Traditional enterprise storage was originally designed for two different use cases:

  1.  Storing user files (Network Attached Storage or “NAS”)
  2.  Providing fast, reliable disk storage directly to applications (Storage Area Network or “SAN”)

Twenty years ago, before virtualization, NAS was used to hold user files, public folders, archives, etc. SAN was used for databases, ERP, and other applications that either needed larger storage or higher reliability than disks attached directly to a server (direct-attached storage or “DAS”).

These systems were in wide use when VMware and other virtualization solutions started appearing on the market.
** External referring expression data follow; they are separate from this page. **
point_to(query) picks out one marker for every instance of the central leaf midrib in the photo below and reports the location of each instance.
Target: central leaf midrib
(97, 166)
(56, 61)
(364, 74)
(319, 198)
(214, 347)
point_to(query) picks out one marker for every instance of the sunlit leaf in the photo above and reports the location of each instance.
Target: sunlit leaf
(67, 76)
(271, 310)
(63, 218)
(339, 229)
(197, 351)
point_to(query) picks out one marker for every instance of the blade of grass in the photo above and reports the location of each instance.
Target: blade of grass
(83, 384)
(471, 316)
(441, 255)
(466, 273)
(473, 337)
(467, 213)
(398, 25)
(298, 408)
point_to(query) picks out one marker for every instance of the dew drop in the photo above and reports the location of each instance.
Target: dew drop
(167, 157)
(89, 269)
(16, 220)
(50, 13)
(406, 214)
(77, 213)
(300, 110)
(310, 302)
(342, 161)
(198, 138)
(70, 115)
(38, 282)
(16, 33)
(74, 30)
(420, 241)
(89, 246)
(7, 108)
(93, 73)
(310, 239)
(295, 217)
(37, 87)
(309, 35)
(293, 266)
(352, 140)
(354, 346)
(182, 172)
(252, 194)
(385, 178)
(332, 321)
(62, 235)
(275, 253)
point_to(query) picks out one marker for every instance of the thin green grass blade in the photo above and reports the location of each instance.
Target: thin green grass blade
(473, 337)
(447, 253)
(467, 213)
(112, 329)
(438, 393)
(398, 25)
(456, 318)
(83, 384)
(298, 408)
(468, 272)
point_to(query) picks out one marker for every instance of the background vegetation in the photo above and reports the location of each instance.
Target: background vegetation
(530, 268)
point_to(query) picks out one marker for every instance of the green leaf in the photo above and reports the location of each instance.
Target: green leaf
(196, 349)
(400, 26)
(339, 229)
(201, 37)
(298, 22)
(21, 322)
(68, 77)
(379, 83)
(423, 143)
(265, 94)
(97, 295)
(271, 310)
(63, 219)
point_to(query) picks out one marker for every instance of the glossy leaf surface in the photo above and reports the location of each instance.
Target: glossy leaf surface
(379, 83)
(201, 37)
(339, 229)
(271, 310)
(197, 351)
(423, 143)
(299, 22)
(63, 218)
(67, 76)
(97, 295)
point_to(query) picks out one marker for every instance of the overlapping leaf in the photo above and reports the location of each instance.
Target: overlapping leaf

Initially, VMware was used to virtualize single servers and used DAS. The physical server was a single point of failure for the virtual machines (VMs), and because there was no portability of VMs between single servers, you had to follow the same rules of physical server sizing: size the server for the biggest (peak) load. Most of the time this mean running underutilized servers, but there would be headroom for the peak load when needed. Think of retail, for example: a server needs to be sized for the holiday peak, even if in July the server is woefully underutilized. In the first wave of virtualization, that did not change.

The insight that made VMware an enterprise powerhouse was that if a running VM could be moved from one server to another within a resource pool, server resources could be optimized and utilization maximized. Networks were 100Mbps and sometimes 1Gbps, which is enough to live-migrate a VM’s CPU and memory. What was needed was a shared storage infrastructure that multiple servers could access simultaneously. VMware decided to support NAS and SAN: NAS with NFS, and SAN using iSCSI or Fibre Channel (FC) with their own proprietary file system, VMFS, placed on top.

The advantage was that most enterprises already had SAN, NAS or both, so they could immediately start using VMware on their existing storage. SAN and NAS were already reliable, had certified staff, and were well understood.

So VMware took off, and so did the use of NAS and SAN storage with virtualization. As virtualization was still at small scale, this worked well. But as virtualization began to reach higher and higher percentages of the overall storage workloads, problems became evident. In fact, VMware has reported that up to 40% of their trouble tickets are storage related.

Here are the problems:

NFS and NAS:

  • Designed for thousands of users and millions or billions of files (virtualization use cases are more like hundreds of servers and thousands of VM files). It’s a different scale
  • File server use-case is usually lock file, read into local memory, save back to the file server. VM use case is use the file as if it were a disk, reading and writing across the file.
  • File servers files are many and small, and can be nested deep in folder trees (10MB is a very large file for file servers). The virtualization use case is the opposite: a relatively small number of very big files (10GB is a small VM), and a relatively shallow directory.
  • File servers use a lot of metadata calls (e.g., lock, read attributes, set attributes, commit, lookup), to keep multiple users from accessing files, and maintain security with many users with different levels of access. The VM use case is almost all read/write.
  • File servers typically read 100% when the file’s opened and write 100% when the file’s closed. VMs read/write constantly across the VM.

Most NAS is optimized for file server use case, so their design is not optimized for VMs, which can result in poor performance, overhead from unnecessary metadata calls, etc.

NAS, however, is file-centric, which maps well to the structure of VM objects (vDisks, config, metadata, memory, etc.)

SAN challenges include:

  • Designed for 1 application to 1 LUN. The VM use case puts many VMs in a single LUN.
  • Designed for transporting blocks quickly to disk, assuming all blocks are for the same application in a FIFO manner. In a VM environment, the SAN loses visibility into which blocks are with which VM, which can result in collisions and contention.
  • Storage services at a LUN level (snap, replication, clone, etc.) make sense with a “one app: one LUN” paradigm.

SAN benefits include: raw speed, designed for random read/write across the LUN, which is similar to how vDisks are accessed.